I am having some difficulties to select not empty fields using regex (findall) within my dataframe, looking for words contained into a text source:
text = "Be careful otherwise police will capture you quickly."
I will need to look for words that ends with ful
in my text string, then looking for words that ends with full in my dataset.
Author DF_Text
31 Better the devil you know than the one you don't
53 Beware the door with too many keys.
563 Be careful what you tolerate. You are teaching people how to treat you.
41 Fear the Greeks bearing gifts.
539 NaN
51 The honey is sweet but the bee has a sting.
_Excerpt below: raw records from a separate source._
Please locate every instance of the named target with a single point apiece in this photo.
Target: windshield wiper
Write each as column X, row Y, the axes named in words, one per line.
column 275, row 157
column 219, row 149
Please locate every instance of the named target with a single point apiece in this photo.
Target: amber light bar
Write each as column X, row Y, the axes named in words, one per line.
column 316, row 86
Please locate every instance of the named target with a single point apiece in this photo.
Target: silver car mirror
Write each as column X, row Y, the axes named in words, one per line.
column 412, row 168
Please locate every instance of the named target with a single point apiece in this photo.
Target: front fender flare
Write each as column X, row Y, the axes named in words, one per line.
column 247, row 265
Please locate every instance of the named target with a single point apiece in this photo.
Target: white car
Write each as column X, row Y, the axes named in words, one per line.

21 Be careful what you ask for; you may get it.
(from csv/txt file).
I need to extract words ending with ful
in text
, then look at both DF_Text (thus Author) which contains words ending with ful
and appending results in a list.
n=0
for i in df['DF_Text']:
print(re.findall(r"\w+ful", i))
n=n+1
print(n)
My question is: how can I remove empty rows([]
) from the analysis (NaN
) and report the author names (e.g. 563
, 21
) related to?
I will be happy to provide further information, in case it would be not clear.
Use str.findall
instead of looping with re.findall
:
df["found"] = df["DF_Text"].str.findall(r"(\w+ful)")
df.loc[df["found"].str.len().eq(0),"found"] = df["Author"]
print (df)
Author DF_Text found
0 31 Better the devil you know than the one you don't 31
1 53 Beware the door with too many keys. 53
2 563 Be careful what you tolerate. You are teaching... [careful]
3 41 Fear the Greeks bearing gifts. 41
4 539 NaN NaN
5 51 The honey is sweet but the bee has a sting. 51
6 21 Be careful what you ask for; you may get it. [careful]